We were floating barely forward, watching the flecks of marsh grass and air bubbles on the water’s surface slow down and finally pause. All but the top foot or so of the marsh grass was flooded. The stillness pulsed with life sounds normally too faint to hear; the beating of birds’ wings, the drowsy hum of a jet, the slight tinnitus that has been with me as long as I can remember, a mind event that skates the edge between real and unreal‘ (p. 43).”

What I’m reading. Waiting for review: Andrew Bacevich’s After the Apocalypse, arguing for an end to American exceptionalism, and Good Works, a narrative about a hospitality ministry in nearby Athens, Ohio that I’ve admired for many years.
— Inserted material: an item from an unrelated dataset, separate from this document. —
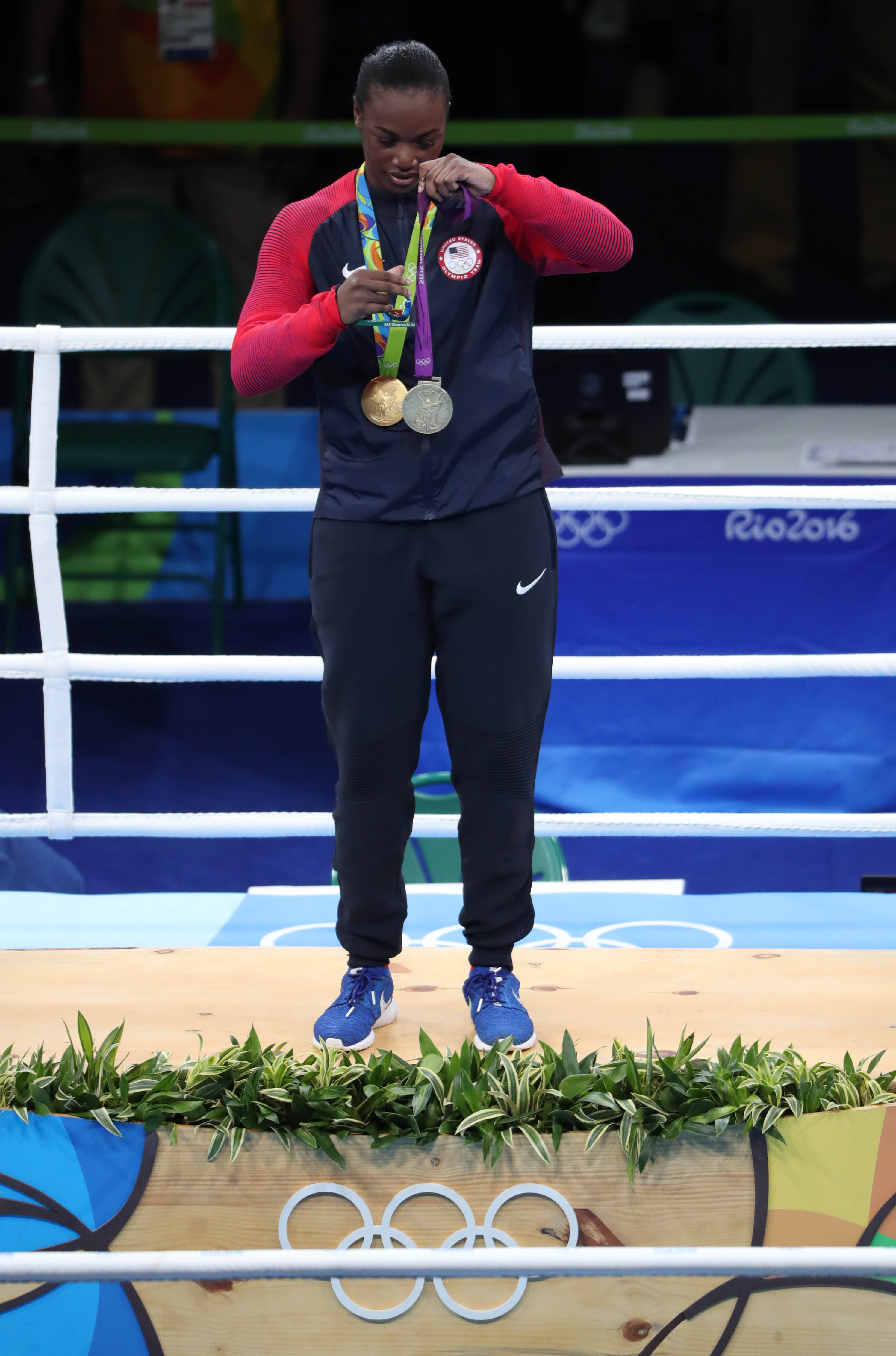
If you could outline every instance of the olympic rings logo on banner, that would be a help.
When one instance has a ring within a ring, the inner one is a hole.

Beth Allison Barr’s The Making of Biblical Womanhood looks at the history of women in the church and the cultural forces that have shaped conservative complementarianism in the last century. The End of College explores the rise of Religious Studies programs in the transitional period from church-related colleges to large secular universities. I’m re-reading Louise Penny’s The Nature of the Beast, number eleven in the series, that I had read out of order. It’s much richer knowing the backstory. In the Shadow of King Saul is an essay collection by the writer of a book on J.D. Salinger earlier this year, Jerome Charyn. T.F. Torrance as a Missional Theologian is a deep dive into Torrance’s theology, influenced by his mentor, Karl Barth, and its contribution to thinking about the mission of God and the church. And if you’ve read my book previews of recent weeks, you can see there are lots more to keep me engaged on the cold winter nights ahead. Happy reading, friends!